À Kankan, une dizaine de médias animent la vie locale. Des journalistes et techniciens, pour la plupart bénévoles ou volontaires, y travaillent dans des conditions précaires : sans salaire ni primes, mais animés d’une farouche volonté d’informer. Pourtant, malgré cet engagement, le manque de formation professionnelle reste un problème, déplore un vétéran de la presse en Haute-Guinée.
El Hadj Fodé Bangaly Fofana, figure emblématique de la RTG, âgé de 66 ans a intégré la télévision nationale en 1989. Pendant de longues années, sa voix posée a captivé des millions de téléspectateurs. Il a couvert de nombreux événements nationaux et internationaux aux côtés des plus hautes autorités du pays. Aujourd’hui retraité, il consacre son temps à la radio rurale de Kankan et occupe également le poste de représentant régional de la Haute Autorité de la Communication (HAC). Il écoute attentivement les émissions locales et n’hésite pas à prodiguer des conseils aux jeunes journalistes.
Selon lui, la pratique du journalisme ne respecte plus les fondamentaux du métier : éthique et déontologie. Il se souvient de ses débuts :
« Avant d’entrer en studio en 1990, j’ai passé plus de huit mois en formation à la RTG. Aujourd’hui, on saute cette étape cruciale. Voilà pourquoi certains se permettent tout — ils n’ont pas assimilé les bases du métier », regrette-t-il.
À l’occasion de cette journée symbolique, le doyen lance un appel fort à la profession.
« Cette journée est une occasion pour nous de nous regarder en face et de rappeler certains principes de ce métier. C’est une aubaine de faire un pas en arrière et de chercher à comprendre ce que chacun de nous a fait au quotidien dans ce métier pour donner la bonne information à la population. Si on a choisi d’embrasser la carrière de journaliste, il faut être responsable et rien que cela, donner l’information et si nous réussissons à le faire, on réussira à être dans les cœurs de ceux-là que nous informons », indique-t-il.

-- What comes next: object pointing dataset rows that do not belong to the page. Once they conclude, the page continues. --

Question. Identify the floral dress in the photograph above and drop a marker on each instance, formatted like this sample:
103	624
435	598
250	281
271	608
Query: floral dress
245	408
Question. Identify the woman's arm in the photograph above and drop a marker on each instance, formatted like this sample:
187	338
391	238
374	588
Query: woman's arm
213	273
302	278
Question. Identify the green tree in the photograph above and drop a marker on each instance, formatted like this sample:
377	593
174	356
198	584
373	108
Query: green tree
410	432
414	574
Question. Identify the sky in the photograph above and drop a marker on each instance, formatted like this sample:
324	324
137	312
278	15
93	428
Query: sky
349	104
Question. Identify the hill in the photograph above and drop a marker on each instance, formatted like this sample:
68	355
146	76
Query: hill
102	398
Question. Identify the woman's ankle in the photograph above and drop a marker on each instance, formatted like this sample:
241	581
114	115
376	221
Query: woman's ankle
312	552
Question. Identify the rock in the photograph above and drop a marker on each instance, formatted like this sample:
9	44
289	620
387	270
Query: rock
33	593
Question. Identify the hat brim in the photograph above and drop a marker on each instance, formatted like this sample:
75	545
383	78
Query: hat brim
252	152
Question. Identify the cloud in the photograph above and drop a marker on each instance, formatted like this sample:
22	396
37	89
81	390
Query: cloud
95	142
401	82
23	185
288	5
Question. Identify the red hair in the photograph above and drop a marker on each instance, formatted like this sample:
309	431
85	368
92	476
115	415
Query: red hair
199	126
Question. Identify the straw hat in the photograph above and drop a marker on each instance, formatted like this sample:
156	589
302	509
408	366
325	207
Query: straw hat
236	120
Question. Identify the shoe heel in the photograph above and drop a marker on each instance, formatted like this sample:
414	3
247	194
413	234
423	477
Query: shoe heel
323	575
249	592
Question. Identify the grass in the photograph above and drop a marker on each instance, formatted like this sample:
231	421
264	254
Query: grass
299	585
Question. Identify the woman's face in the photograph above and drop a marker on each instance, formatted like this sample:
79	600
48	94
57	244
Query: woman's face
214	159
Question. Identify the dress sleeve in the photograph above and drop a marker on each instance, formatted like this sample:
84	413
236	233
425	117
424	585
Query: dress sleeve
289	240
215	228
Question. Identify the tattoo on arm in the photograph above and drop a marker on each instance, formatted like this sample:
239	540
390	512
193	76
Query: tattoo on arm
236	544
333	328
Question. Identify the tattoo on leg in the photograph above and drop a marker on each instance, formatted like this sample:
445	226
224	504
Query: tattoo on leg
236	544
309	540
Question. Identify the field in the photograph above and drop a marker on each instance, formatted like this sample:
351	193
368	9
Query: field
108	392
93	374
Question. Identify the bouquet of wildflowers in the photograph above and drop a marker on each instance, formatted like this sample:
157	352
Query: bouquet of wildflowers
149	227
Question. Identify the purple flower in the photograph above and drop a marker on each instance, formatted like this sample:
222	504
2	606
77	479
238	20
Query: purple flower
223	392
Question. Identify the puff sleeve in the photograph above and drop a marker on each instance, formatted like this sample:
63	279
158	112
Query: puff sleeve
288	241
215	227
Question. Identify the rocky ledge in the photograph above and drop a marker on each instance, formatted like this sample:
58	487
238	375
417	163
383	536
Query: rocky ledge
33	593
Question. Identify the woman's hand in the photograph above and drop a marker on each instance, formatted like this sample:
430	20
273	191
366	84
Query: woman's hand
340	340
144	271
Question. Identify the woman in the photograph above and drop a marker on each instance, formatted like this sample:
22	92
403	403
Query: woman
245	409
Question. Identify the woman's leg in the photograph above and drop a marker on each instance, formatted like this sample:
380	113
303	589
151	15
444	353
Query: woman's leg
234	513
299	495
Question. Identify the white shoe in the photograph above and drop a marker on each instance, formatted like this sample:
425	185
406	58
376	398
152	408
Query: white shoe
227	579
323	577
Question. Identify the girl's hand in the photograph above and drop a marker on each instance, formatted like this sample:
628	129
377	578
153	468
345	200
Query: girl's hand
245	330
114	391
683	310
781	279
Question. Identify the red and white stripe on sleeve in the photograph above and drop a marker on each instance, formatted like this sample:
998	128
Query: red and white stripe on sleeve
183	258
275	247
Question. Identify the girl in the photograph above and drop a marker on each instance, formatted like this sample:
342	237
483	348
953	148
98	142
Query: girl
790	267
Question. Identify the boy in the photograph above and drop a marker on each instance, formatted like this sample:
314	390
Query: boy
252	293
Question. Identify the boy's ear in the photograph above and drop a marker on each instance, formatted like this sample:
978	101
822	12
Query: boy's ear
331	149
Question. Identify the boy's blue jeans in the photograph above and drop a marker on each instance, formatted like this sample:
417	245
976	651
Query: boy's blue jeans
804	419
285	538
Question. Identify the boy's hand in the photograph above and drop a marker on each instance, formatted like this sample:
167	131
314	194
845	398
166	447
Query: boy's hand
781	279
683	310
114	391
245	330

Récemment, la création d’un collectif de journalistes en soutien au CNRD à Kankan a suscité la polémique. Très critique, El Hadj Fodé Bangaly Fofana n’a pas mâché ses mots : « Quand j’ai appris ça, je me dis que si cela était encore possible dans notre métier. C’est un métier assez noble chers jeunes, donc, si vous voulez avoir de l’argent, faites autre chose et ne salissez pas notre métier ».